Pillsbury Headquarters Closed in Honor of “Baker’s Best Friend”
Please join BrokenWorld News in remembering a great icon of the entertainment community. The Pillsbury Doughboy died yesterday of a yeast infection and severe trauma to his internal organs from repeated pokes in the belly. He was 71.
Doughboy was buried in a lightly greased coffin. Dozens of celebrities turned out to pay their respects, including Mrs. Butterworth, Hungry Jack, Mrs. Baird, the California Raisins, Betty Crocker, the Hostess Twinkies, Tony the Tiger and Captain Crunch. The gravesite was piled high with flours.
Aunt Jemima delivered a stirring eulogy and lovingly described Doughboy as a man who never knew how much he was kneaded. Doughboy rose quickly in show business, but his later life was filled with turnovers. He was not considered a very smart cookie, wasting much of his dough on half-baked schemes. Despite being a little flaky at times and often described as a crusty old man, he was considered a positive roll model for millions.
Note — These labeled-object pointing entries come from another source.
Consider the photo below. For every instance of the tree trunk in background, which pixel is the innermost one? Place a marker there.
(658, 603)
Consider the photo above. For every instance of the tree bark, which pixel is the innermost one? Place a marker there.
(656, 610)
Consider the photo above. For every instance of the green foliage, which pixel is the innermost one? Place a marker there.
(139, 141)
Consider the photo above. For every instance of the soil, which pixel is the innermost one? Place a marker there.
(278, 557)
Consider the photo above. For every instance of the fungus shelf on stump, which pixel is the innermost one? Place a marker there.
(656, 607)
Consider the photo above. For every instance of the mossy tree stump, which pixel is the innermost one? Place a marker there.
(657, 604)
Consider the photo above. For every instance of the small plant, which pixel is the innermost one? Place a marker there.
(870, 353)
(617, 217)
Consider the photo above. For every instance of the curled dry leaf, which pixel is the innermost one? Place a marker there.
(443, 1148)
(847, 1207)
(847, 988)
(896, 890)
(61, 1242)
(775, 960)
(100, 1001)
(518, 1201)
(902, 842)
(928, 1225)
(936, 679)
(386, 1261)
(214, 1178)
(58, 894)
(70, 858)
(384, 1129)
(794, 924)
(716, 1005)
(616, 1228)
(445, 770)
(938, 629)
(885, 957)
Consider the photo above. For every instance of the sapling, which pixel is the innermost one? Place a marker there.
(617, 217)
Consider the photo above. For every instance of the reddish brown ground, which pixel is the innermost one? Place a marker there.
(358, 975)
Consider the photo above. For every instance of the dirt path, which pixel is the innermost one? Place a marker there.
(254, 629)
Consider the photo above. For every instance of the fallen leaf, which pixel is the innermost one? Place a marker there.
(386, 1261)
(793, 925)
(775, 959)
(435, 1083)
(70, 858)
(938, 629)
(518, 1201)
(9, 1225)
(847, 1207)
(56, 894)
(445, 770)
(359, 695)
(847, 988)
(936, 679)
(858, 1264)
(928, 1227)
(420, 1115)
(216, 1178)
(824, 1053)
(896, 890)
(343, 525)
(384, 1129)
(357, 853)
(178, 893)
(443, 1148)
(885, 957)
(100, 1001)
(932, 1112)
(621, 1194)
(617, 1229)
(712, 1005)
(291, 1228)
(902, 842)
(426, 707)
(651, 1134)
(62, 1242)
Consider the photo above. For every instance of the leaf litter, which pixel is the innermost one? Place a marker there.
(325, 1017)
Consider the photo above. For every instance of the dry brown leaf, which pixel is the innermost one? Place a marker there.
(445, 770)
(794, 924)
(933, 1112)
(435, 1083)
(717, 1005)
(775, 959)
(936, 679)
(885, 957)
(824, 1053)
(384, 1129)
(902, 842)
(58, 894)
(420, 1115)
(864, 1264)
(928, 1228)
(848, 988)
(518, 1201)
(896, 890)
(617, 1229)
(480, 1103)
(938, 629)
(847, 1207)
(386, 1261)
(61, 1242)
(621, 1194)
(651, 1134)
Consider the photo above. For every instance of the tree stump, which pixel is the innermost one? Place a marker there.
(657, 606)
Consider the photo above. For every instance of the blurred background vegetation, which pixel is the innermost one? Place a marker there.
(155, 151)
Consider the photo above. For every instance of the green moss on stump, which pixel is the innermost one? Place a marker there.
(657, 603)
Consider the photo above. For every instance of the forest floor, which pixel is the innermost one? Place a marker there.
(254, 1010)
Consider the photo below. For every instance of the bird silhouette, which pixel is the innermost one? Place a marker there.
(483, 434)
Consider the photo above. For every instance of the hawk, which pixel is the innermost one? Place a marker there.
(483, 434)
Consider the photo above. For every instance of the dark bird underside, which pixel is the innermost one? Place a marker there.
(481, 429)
Warning: The following photo depicts the tragic death blow that took the Doughboy’s life.
Doughboy is survived by his wife Play Dough, and two children, John Dough and Jane Dough. Sadly, they also had one in the oven. He is also survived by his elderly father Pop Tart, his half-brother Taekwon, and his beloved dog Dosey.
The funeral was held at 3:50 for about 20 minutes.